My Parents Novel Idea
When I was 13 years old my mom proposed a novel idea. She and my dad didn’t think I had enough black friends, so they felt it would be a great idea for me to play basketball on a summer team in the inner city. I was against it, they were for it, so I spent the summer on an all black summer league team..
The league was for those age 16 and above, so it was much faster and tougher than any I had experienced. I spent some portion of every practiced intimidated. One day during a water break one of the kids had compassion on me, and began asking me questions. This was the first time anyone had cared who I was, where I was from, or what I was doing there. Just before the break ended he asked me a question which told me everything I needed to know about the impact my mom was having on her students.
What’s in a Last Name?
He asked me for my last name and I responded, “My last name is “Ewell, which is spelled E.w.e.l.l., but pronounced like the “Yule” Christmas log.” This was an answer I had learned to give over years of confusion about my name. His response was nothing like I expected.
His eyes grew wide and his voice shrill as he nearly shouted the final question, “Is your mom Mrs. Ewell…the teacher?” I acknowledged with a nod of the head since fear occupied my mouth with silence.
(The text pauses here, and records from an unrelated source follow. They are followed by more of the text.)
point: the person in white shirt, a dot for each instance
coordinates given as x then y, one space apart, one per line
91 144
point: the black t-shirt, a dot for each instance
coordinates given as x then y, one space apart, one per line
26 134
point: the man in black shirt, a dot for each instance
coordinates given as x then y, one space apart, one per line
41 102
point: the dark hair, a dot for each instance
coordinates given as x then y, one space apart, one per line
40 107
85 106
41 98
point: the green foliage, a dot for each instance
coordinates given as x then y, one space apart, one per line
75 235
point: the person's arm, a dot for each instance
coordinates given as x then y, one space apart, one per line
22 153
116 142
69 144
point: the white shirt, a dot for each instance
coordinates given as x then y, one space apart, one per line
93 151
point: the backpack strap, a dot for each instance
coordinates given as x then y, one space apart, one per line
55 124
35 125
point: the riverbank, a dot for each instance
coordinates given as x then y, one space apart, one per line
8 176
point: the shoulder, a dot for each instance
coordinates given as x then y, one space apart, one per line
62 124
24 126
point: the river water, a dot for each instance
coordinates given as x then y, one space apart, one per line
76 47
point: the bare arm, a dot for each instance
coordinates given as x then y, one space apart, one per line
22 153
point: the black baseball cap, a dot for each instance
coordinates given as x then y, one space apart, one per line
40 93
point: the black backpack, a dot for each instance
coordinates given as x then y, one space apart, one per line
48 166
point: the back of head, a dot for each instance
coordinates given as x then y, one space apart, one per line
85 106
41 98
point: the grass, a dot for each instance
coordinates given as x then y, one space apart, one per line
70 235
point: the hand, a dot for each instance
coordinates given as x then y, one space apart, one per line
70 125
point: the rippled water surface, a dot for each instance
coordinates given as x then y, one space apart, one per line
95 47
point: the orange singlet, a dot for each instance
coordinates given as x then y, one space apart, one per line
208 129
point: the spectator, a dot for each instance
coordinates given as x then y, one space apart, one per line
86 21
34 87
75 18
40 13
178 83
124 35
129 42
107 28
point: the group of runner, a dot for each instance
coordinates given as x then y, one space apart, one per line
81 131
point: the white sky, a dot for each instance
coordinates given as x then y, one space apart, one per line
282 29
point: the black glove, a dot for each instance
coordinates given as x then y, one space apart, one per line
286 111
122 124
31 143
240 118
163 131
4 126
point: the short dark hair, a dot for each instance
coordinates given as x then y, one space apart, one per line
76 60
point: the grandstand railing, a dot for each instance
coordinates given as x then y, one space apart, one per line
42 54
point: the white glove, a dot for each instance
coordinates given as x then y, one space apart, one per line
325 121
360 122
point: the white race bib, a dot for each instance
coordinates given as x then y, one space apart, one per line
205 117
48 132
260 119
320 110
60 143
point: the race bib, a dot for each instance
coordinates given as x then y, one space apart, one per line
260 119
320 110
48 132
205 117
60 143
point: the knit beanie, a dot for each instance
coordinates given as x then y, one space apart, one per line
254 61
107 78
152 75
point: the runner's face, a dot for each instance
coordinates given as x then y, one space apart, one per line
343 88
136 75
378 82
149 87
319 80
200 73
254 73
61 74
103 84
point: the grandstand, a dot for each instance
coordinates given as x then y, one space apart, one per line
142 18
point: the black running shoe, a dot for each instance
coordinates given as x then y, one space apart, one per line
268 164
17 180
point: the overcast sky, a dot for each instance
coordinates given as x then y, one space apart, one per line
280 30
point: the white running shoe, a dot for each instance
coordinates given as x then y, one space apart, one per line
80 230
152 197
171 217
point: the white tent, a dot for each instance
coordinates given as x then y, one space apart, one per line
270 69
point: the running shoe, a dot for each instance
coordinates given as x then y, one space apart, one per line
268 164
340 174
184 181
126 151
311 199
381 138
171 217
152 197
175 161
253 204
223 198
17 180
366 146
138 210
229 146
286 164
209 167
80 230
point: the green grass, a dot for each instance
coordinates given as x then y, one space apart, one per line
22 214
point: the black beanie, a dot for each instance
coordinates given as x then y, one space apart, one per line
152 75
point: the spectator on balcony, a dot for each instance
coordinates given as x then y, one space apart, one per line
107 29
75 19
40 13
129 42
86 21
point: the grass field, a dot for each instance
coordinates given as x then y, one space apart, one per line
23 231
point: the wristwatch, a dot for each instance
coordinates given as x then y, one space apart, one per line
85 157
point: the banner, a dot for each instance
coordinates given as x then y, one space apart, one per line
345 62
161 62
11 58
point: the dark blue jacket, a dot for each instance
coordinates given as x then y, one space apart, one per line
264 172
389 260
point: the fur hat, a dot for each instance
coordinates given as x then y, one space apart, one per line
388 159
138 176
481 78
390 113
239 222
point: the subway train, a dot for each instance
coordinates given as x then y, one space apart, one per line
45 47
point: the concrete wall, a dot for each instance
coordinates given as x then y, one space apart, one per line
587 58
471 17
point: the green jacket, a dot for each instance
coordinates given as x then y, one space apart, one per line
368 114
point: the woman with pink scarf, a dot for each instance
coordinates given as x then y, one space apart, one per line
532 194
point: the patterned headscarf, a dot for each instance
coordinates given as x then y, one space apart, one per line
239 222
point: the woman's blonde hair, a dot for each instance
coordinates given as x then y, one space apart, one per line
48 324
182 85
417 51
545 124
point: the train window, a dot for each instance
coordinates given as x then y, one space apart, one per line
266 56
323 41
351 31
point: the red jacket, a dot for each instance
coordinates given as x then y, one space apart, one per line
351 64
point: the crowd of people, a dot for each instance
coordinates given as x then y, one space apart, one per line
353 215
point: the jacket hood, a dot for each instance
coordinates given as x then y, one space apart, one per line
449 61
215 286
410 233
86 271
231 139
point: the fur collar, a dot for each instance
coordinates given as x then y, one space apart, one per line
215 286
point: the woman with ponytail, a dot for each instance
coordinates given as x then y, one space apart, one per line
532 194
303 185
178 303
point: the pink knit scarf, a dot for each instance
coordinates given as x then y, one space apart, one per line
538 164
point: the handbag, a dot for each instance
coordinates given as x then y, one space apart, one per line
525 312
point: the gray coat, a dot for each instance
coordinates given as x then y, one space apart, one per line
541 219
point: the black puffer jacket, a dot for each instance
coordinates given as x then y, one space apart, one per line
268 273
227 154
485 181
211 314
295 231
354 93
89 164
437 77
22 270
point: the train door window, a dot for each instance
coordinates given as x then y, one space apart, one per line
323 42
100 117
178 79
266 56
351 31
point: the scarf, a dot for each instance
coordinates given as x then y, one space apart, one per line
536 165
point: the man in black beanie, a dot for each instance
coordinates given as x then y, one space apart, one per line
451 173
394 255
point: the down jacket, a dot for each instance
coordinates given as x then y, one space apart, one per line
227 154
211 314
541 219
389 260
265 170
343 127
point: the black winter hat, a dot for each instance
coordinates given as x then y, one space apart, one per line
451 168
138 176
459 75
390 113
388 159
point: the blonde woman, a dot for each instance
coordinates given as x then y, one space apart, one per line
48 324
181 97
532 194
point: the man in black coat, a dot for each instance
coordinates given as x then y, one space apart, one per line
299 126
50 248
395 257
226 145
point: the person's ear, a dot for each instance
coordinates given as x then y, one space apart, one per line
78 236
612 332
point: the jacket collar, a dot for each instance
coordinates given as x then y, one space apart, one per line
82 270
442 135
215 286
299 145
He turned to all the other players and shouted to them, “You guys aren’t going to believe this one. Russ’s mom is Mrs. Ewell!”
The players gathered around me. One of the oldest spoke and said, “Mrs. Ewell! Mrs. Ewell! If you are in her class and you don’t want to learn, then she will make you learn!” Suddenly every player either nodded his head or verbally acknowledged this reality. They reached out their hands to slap me five, patted me on the back, then spent the practice including me like never before.
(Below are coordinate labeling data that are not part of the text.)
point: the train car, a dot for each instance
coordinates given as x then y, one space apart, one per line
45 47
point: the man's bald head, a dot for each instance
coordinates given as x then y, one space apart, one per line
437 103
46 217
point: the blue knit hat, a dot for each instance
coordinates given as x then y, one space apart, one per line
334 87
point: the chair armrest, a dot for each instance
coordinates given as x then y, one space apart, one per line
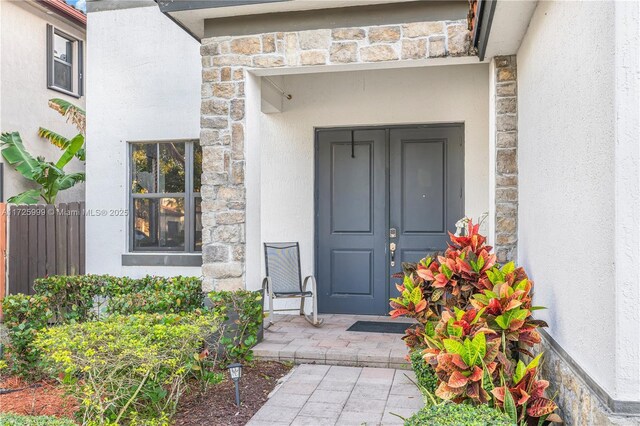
313 284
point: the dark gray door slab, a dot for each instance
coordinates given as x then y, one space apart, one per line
351 208
426 189
407 178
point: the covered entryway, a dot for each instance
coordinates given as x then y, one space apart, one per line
384 195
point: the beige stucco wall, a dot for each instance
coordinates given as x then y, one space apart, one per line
143 91
566 178
23 88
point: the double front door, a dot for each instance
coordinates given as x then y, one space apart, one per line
383 196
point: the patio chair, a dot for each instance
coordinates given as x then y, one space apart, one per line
284 280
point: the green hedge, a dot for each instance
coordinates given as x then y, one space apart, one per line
449 414
243 309
24 316
72 299
128 368
10 419
160 295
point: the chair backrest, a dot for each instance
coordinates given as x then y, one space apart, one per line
282 263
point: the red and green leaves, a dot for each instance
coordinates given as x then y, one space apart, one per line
411 300
523 396
461 367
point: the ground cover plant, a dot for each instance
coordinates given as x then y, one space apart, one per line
475 328
127 368
10 419
126 349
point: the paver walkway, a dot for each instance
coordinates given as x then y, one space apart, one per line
317 395
291 338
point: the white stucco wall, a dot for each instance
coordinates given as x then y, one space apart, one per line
144 86
437 94
566 143
24 96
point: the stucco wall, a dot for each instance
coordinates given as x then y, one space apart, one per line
144 86
566 177
24 97
439 94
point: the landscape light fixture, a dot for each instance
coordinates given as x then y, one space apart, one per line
235 370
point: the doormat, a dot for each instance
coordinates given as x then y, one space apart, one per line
380 326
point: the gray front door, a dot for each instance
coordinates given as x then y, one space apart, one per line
377 187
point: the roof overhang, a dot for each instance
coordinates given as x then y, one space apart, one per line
191 14
500 25
64 10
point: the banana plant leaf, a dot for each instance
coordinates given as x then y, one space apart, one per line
15 153
73 113
53 137
31 196
71 150
70 180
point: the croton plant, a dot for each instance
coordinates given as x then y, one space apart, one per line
474 323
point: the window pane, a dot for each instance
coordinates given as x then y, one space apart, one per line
197 166
172 175
159 223
62 48
198 223
62 75
144 166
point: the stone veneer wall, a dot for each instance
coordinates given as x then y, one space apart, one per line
506 195
578 403
225 61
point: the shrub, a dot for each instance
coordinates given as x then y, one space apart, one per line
10 419
476 321
243 309
160 295
127 368
425 375
24 316
70 297
449 414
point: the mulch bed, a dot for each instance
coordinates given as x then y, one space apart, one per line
38 399
217 406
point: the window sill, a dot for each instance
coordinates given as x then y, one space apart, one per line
65 91
162 259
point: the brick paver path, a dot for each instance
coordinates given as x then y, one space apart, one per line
317 395
292 339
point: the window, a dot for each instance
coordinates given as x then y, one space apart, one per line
64 62
165 196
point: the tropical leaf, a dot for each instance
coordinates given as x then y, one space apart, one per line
31 196
453 347
70 180
510 406
15 153
74 146
72 112
55 139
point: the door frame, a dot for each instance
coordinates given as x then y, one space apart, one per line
387 195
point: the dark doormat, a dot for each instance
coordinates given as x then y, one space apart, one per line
380 326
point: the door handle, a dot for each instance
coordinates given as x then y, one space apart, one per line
392 249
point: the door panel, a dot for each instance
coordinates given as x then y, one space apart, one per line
410 179
426 189
351 223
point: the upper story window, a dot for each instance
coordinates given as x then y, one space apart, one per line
165 196
64 62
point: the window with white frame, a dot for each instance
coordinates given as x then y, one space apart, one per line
165 202
64 62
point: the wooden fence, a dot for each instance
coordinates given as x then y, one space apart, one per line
44 240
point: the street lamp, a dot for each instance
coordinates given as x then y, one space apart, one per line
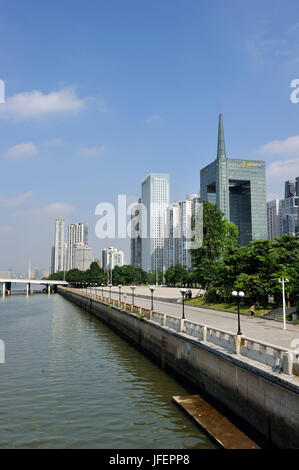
282 281
133 289
152 289
183 292
239 296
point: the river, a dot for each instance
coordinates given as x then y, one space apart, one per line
71 382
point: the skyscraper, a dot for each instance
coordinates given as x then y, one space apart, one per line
136 234
283 214
172 240
77 233
274 219
112 257
82 256
238 187
155 199
289 189
58 253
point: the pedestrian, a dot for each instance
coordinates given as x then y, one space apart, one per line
252 310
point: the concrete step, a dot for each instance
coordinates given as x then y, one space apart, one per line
225 433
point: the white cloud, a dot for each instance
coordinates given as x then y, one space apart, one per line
89 152
14 201
6 228
272 196
283 170
55 143
36 104
52 210
21 151
154 118
289 146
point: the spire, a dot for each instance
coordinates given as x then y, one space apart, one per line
221 145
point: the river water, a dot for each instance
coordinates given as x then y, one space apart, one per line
71 382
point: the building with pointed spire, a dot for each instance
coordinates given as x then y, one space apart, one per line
238 187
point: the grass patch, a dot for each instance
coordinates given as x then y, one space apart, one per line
199 301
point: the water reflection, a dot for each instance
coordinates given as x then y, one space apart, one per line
70 381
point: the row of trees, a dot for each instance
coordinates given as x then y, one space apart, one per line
221 265
125 275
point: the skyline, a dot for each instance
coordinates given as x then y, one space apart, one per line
87 116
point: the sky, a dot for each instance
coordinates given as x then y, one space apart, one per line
100 93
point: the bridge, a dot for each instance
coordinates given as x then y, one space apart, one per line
6 284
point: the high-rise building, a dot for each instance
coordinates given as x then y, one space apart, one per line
136 234
274 219
185 219
112 257
58 253
238 187
77 233
289 189
155 199
82 256
290 215
283 214
172 240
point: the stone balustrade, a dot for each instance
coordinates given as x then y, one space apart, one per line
276 357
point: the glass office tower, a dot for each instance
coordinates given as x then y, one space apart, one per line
238 187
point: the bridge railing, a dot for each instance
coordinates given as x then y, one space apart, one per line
276 357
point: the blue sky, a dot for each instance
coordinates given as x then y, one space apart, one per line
100 93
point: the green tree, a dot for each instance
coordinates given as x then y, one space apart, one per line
219 237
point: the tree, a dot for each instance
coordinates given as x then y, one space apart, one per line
219 237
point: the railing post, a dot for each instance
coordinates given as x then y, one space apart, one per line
287 362
237 345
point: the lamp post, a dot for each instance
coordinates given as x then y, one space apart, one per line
183 293
239 296
133 289
282 282
152 289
From this moment on I was accepted and would enjoy a unique relationship with them over the years as we competed in games and tournaments.
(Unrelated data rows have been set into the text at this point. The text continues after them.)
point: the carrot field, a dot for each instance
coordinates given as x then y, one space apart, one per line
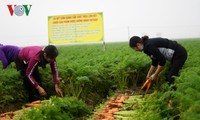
93 77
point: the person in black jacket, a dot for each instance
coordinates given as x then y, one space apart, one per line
160 50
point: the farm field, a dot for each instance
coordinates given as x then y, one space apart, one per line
91 75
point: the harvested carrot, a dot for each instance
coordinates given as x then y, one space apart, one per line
7 113
31 105
36 102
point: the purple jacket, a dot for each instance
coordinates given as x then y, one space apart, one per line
31 56
7 54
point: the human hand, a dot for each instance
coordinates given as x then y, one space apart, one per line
41 91
58 90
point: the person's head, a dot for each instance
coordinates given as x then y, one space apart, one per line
50 53
136 43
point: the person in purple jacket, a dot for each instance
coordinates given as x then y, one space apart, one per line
8 53
29 59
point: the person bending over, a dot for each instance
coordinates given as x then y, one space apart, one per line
29 59
160 50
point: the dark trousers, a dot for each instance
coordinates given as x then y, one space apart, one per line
33 93
178 61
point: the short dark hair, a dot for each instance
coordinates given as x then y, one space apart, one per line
51 51
133 41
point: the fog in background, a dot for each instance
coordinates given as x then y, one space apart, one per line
122 19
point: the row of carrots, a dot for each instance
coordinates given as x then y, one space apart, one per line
10 115
111 107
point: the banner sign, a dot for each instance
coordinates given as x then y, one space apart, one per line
72 28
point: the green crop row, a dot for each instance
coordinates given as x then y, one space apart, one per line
92 72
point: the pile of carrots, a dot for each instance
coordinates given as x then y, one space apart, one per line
115 103
10 115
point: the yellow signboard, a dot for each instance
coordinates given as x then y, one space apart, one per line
75 28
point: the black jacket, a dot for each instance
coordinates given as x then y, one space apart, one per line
160 50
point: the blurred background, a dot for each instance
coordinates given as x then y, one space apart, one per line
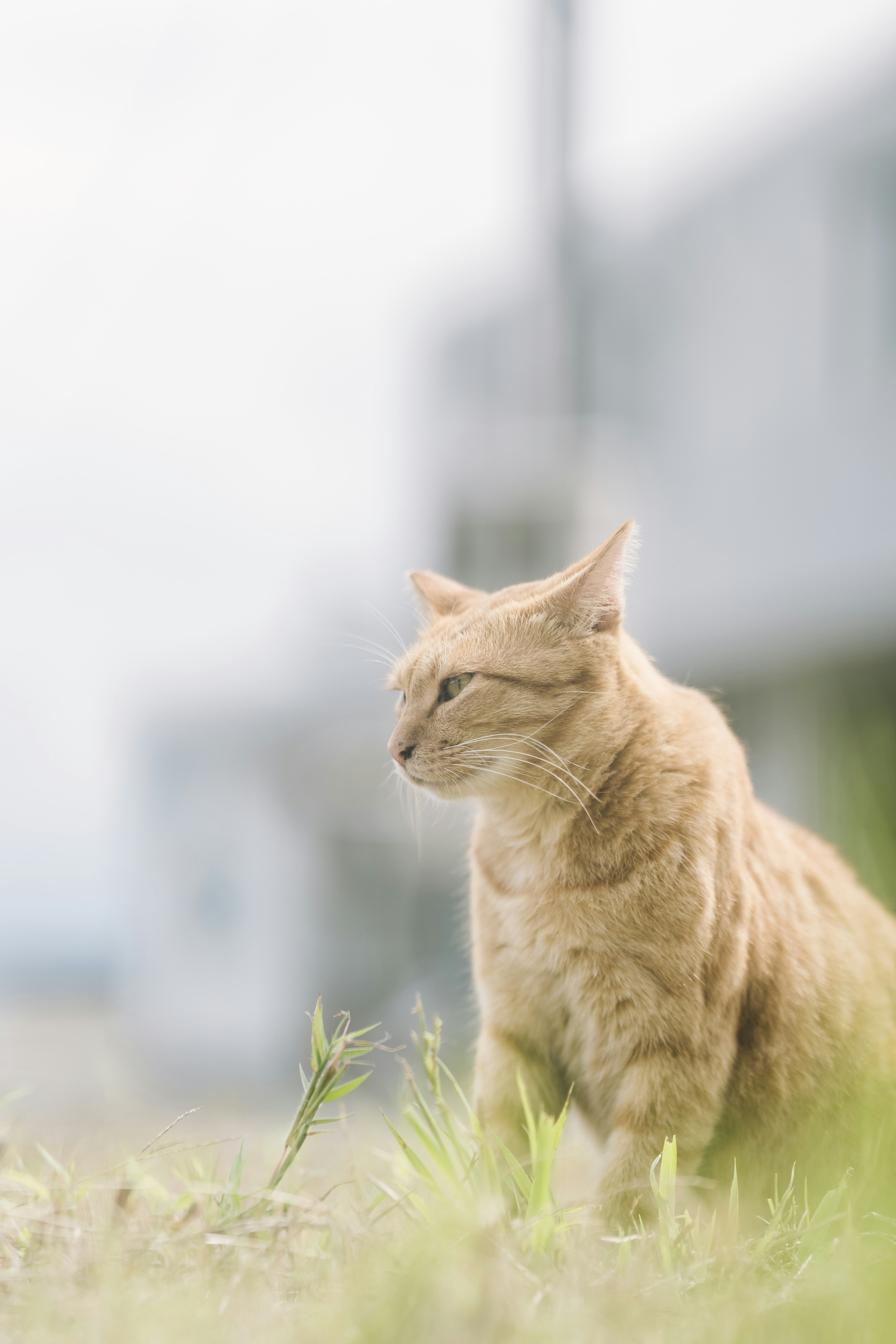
300 296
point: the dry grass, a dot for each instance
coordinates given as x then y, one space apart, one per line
448 1241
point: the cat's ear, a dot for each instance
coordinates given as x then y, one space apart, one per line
590 596
441 596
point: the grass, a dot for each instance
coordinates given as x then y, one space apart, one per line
448 1240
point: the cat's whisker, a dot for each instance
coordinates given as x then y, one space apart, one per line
389 626
523 737
539 765
530 785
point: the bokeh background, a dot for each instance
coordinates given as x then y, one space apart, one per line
300 296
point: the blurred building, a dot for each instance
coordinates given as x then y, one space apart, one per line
273 862
731 381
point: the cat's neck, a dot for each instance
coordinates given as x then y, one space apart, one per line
585 746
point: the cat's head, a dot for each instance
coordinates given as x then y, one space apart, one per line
488 691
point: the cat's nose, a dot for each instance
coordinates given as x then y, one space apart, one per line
399 752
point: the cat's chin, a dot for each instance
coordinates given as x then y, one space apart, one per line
445 788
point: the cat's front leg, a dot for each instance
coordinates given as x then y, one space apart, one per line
502 1060
660 1097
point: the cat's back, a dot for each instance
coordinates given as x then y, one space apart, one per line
811 900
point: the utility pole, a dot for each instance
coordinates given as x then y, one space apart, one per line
555 205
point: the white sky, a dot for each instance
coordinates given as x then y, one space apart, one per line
224 228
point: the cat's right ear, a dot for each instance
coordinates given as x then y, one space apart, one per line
442 597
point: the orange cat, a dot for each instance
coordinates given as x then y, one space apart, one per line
643 927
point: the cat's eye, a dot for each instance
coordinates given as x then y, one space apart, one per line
453 686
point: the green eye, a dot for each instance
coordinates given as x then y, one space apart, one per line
455 685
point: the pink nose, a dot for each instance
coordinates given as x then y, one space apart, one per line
399 752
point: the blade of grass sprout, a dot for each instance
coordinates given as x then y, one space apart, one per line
519 1175
420 1167
336 1093
734 1209
776 1217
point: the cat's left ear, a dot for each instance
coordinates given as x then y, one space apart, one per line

The Most Passionate Teacher
Why do I share this story?
The most passionate teacher I ever met was my mom. It would be an injustice to say she taught. My mom practiced her craft. She was an artist as skilled as DaVinci in the classroom. Her social artistry made Freud look like an amateur as she managed the adolescent emotions of disadvantaged youth. Her intellectual artistry was nothing short of Richard Feynman as she made complex subjects accessible. She regularly painted a picture of what each child could be, holding them captive to the vision until it became a reality.
Hundreds of kids live adults lives beyond their imaginations because of their time in her classroom. I am one of those kids, even though my classroom was our home.
Passionate teachers change the world, so whether you are at home or in the classroom be one.